Twittamentary: il documentario sul mondo Twitter

pubblicato da claudiasantini

Uno dei trend di Internet è il meta-argomento: scrivere un post che parla di come scrivere post, effettuare il check-in su Foursquare per un evento Foursquare, scattare una Instagram di Instagram, parlare di Twitter tramite Twitter e via dicendo. Se uniamo questo aspetto, che può essere divertente, alla riscoperta di Twitter quale mezzo di informazione esteso su più fronti (dalla condivisione di ciò che mangiamo al supporto delle proteste in Africa) non possiamo stupirci dell’iniziativa di Tan Siok Siok: Twittamentary, un documentario sperimentale sugli utenti di ogni giorno che utilizzano Twitter.

Tan Siok Siok è un filmmaker di Singapore che intende rispondere alla domanda “What’s happening?” via video, la stessa domanda che Twitter pone ai suoi utenti. Per la precisione Twittamentary chiede come Twitter abbia cambiato la vita dei propri affezionati e delle persone intorno ad esse, fondendo gli aspetti del documentario con quelli dell’interazione di tipo Social Media. Gli utenti possono interagire con la produzione, in tempo reale, mentre guardano il film (che nel frattempo continua ad evolversi).

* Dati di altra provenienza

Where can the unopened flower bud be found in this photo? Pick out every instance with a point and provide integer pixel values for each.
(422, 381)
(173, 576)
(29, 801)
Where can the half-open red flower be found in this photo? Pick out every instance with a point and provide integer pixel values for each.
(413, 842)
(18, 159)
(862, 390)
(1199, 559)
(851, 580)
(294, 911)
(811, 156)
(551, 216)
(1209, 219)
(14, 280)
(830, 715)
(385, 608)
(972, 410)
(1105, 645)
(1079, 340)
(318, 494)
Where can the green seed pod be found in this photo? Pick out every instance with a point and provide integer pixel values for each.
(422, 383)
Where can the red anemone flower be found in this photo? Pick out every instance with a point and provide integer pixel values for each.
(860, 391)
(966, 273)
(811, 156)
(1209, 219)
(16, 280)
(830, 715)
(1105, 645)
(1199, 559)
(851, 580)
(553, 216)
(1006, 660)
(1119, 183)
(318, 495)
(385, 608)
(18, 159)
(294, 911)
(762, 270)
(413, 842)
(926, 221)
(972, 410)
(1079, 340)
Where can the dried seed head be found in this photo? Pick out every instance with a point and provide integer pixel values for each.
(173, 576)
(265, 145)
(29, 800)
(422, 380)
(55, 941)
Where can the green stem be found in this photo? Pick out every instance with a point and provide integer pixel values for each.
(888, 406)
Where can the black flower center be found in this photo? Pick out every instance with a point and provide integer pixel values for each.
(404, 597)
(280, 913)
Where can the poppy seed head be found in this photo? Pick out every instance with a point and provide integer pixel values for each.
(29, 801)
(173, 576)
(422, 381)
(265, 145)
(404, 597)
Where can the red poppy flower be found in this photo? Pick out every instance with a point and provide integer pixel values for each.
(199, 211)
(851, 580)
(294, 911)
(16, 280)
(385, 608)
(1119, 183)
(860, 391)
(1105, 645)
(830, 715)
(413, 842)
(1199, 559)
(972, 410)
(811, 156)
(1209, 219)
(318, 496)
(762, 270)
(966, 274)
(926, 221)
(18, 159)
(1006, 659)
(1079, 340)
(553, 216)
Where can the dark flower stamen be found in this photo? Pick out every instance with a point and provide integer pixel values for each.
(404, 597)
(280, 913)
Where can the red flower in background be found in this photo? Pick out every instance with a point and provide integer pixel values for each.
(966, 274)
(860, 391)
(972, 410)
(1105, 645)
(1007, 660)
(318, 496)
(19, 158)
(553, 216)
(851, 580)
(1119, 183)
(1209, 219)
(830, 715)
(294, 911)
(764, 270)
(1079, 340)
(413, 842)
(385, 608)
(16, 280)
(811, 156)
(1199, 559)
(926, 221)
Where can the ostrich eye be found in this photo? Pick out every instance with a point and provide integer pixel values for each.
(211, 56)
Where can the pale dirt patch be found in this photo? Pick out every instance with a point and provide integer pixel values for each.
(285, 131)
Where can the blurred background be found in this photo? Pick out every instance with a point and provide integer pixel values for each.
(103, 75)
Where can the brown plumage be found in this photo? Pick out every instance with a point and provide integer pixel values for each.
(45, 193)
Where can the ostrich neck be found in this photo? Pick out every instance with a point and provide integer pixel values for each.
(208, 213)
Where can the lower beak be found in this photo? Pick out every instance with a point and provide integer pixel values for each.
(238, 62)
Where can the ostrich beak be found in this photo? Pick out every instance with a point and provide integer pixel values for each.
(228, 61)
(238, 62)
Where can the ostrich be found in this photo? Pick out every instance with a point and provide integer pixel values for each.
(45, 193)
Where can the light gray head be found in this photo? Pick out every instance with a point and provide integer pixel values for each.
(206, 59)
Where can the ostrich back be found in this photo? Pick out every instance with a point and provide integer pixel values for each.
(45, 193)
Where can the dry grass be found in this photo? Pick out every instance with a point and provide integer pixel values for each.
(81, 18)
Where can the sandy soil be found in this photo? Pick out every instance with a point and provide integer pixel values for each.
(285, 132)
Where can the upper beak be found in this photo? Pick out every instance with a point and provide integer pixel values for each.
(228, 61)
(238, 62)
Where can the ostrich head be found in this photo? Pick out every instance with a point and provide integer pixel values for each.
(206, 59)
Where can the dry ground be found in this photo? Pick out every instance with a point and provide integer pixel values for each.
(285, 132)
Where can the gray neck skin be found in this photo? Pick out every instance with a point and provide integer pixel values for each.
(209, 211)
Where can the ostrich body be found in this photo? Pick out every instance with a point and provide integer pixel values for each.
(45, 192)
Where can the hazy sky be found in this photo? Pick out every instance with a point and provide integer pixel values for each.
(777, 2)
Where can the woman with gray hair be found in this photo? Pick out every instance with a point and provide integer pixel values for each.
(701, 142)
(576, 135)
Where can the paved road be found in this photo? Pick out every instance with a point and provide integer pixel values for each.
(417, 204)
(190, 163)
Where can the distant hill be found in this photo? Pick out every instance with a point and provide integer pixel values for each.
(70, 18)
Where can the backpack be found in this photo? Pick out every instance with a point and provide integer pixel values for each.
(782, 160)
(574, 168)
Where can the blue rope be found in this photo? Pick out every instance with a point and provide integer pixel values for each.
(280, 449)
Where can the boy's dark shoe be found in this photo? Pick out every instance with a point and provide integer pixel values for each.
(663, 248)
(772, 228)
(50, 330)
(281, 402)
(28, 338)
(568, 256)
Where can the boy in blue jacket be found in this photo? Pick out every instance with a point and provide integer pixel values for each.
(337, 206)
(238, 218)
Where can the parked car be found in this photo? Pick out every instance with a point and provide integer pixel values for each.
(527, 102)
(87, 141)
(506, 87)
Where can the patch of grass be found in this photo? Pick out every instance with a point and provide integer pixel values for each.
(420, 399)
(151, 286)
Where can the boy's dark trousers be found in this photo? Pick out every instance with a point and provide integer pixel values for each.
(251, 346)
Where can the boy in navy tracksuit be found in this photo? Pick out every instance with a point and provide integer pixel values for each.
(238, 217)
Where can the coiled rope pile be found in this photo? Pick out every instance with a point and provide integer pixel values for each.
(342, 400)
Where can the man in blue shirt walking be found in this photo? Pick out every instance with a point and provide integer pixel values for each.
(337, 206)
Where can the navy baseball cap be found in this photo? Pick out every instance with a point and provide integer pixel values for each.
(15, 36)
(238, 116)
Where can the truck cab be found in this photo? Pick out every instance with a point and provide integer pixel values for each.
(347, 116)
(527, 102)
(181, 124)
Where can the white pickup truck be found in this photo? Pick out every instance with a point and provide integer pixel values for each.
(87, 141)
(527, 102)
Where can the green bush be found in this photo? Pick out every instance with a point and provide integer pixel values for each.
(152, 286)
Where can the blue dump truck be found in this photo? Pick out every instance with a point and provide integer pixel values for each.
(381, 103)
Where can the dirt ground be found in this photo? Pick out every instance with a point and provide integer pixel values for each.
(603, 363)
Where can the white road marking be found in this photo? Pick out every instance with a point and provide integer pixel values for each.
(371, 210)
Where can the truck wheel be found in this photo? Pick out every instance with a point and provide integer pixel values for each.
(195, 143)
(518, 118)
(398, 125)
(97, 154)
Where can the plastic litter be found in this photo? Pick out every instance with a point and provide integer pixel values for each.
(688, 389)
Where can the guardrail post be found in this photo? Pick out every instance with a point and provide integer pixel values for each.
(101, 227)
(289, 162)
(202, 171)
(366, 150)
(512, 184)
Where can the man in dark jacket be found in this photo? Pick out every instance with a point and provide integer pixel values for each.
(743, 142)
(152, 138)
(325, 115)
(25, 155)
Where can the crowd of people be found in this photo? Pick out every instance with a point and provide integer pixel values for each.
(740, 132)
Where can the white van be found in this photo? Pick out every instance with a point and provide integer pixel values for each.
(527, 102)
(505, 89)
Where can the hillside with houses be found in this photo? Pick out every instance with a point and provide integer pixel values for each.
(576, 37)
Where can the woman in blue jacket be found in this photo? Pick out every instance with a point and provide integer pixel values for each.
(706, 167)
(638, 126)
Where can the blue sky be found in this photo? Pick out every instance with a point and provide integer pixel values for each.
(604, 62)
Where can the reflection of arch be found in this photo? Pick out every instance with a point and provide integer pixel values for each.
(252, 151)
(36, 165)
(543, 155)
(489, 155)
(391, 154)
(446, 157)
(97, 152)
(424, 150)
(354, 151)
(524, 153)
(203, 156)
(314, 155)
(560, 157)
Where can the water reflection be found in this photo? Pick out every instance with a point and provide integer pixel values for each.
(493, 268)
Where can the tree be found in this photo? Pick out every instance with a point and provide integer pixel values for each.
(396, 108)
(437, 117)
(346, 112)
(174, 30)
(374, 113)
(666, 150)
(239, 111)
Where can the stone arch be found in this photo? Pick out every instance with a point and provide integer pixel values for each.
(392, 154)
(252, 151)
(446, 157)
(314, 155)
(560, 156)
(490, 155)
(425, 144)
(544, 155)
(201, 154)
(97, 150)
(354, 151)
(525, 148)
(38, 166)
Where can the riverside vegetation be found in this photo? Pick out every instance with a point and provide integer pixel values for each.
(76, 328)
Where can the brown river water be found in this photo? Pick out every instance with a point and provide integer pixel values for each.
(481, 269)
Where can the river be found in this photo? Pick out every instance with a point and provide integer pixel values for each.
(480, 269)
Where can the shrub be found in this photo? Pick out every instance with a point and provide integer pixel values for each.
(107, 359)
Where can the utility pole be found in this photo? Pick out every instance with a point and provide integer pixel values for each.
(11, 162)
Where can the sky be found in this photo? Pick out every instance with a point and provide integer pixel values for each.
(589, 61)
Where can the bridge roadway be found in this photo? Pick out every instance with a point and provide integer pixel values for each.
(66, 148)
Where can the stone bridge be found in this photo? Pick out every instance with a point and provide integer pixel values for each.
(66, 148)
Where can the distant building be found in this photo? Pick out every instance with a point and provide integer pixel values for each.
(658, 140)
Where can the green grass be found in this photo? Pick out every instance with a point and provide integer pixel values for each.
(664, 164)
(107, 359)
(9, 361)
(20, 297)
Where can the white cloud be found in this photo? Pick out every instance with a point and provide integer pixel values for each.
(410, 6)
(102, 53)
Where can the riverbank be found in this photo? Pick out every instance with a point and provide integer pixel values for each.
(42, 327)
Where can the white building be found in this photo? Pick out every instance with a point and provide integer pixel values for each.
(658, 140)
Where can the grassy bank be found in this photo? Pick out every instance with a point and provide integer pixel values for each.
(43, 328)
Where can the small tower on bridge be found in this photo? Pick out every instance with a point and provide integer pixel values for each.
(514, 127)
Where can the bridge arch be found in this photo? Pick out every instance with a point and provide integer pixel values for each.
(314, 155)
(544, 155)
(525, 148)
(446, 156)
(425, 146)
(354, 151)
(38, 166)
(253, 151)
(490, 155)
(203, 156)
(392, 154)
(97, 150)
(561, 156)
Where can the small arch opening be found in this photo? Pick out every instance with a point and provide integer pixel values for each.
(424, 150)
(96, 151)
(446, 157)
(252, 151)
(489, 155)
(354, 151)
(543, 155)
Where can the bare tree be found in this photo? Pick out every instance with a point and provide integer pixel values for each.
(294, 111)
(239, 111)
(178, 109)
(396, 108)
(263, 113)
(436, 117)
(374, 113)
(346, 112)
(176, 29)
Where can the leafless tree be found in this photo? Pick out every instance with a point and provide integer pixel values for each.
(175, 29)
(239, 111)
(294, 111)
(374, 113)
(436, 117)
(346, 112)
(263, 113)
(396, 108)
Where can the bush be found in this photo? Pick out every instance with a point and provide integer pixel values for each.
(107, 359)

Il film è composto da racconti raccolti via Twitter, scelti utilizzato i feedback ricevuti sul Web, e i protagonisti vengono filmati durante il viaggio New York - Chicago - Los Angeles. Questi ultimi sono sempre in contatto con il team di produzione tramite Twitter e la narrativa viene plasmata tramite gli interventi in tempo reale di altri utenti tramite Tweetups. Il film prenderà la forma definitiva verso la fine di quest’anno, dopo i cambiamenti apportati dai vari feedback ricevuti nel tempo.

Tutta la promozione di Twittamentary avverrà tramite “via”. Pensate che questo tipo di documentari abbiano un reale valore informativo o lascino il tempo che trovano?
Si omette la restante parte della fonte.